O POVO - Como você se sente sabendo que você está dando uma vida de qualidade pros seus bichinhos?
Érica de Caria - Eu me sinto abençoada, honrada, vitoriosa! Eu tenho muita baixa autoestima na minha vida pessoal, como mulher, mas quando eu vejo tudo o que tenho feito pelos jumentos, tudo que eles têm hoje e (ter) conquistado pela minha voz eu me sinto uma vitoriosa, eu realmente falo: “Nossa, você é muito guerreira Érica”, porque tudo eu passo sozinha! Eu não tenho uma pessoa aqui da minha família, eu moro num povoado distante de tudo e de todos, eu sou extremamente urbana e eu me sujeitei a vir a um povoado que nem farmácia tem e nem sinal de telefone tem, e tudo por amor aos jumentos. Então, quando eu olho pra trás e quando eu olho pra eles, me dá muita gratidão. Eu me sinto como se fosse uma heroína.
O POVO - Você disse que era muito apegada a sua mãe e que os seus pancinhas lhe ajudaram a lidar melhor com o luto. De que forma eles lhe ajudaram a conviver com a ausência da sua mãe?
Érica de Caria - Eu era uma pessoa muito apegada à mamãe, nós tínhamos uma ligação muito forte e de repente, quando ela se foi, por decorrência de um câncer, eu fiquei muito abalada. E aí, eu sofria com depressão, como se parte de mim tivesse morrido também. E aí, com os jumentos, eu fui me apegando, brincando com eles e foi preenchendo o vazio que eu tinha. E foi algo que aconteceu naturalmente, quando eu vi, já estava com uma responsabilidade com os jumentos e aquilo me deixava feliz. Hoje não tenho mais espaço para tristezas. Eu penso que ela estaria orgulhosa de mim, tanto que quando um jumento adoece, eu sempre peço a ela para me ajudar a curar ou até mesmo aliviar o que ele está sentindo. E tudo isso acalmou o meu coração, eles preencheram o vazio que ela me deixou.
O POVO - O que o Lar dos Pancinhas significa pra você?
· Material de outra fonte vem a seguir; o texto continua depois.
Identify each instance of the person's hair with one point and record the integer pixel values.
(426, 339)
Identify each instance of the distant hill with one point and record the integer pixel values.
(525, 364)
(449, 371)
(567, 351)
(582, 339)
Érica de Caria - É a minha razão de viver, a minha razão de lutar, a realização de um sonho. Por mais que eu não nunca imaginei que seriam jumentos, mas há muitos anos e anos atrás eu sempre pensava, que um dia eu ganharia na Mega-Sena e resgataria todos os cachorros e gatos das ruas. E, por ironia do destino, por sei lá qual o motivo, uma força maior e a vida me levaram a isso, a eu recolher não gato, cachorro, mas os jumentos e eu sou extremamente feliz com a vida que eu tenho, por mais que eu tenha que passar por muita coisa e abrir mão de muita coisa. Mas eu sou extremamente feliz com eles e eu não me vejo sem eles.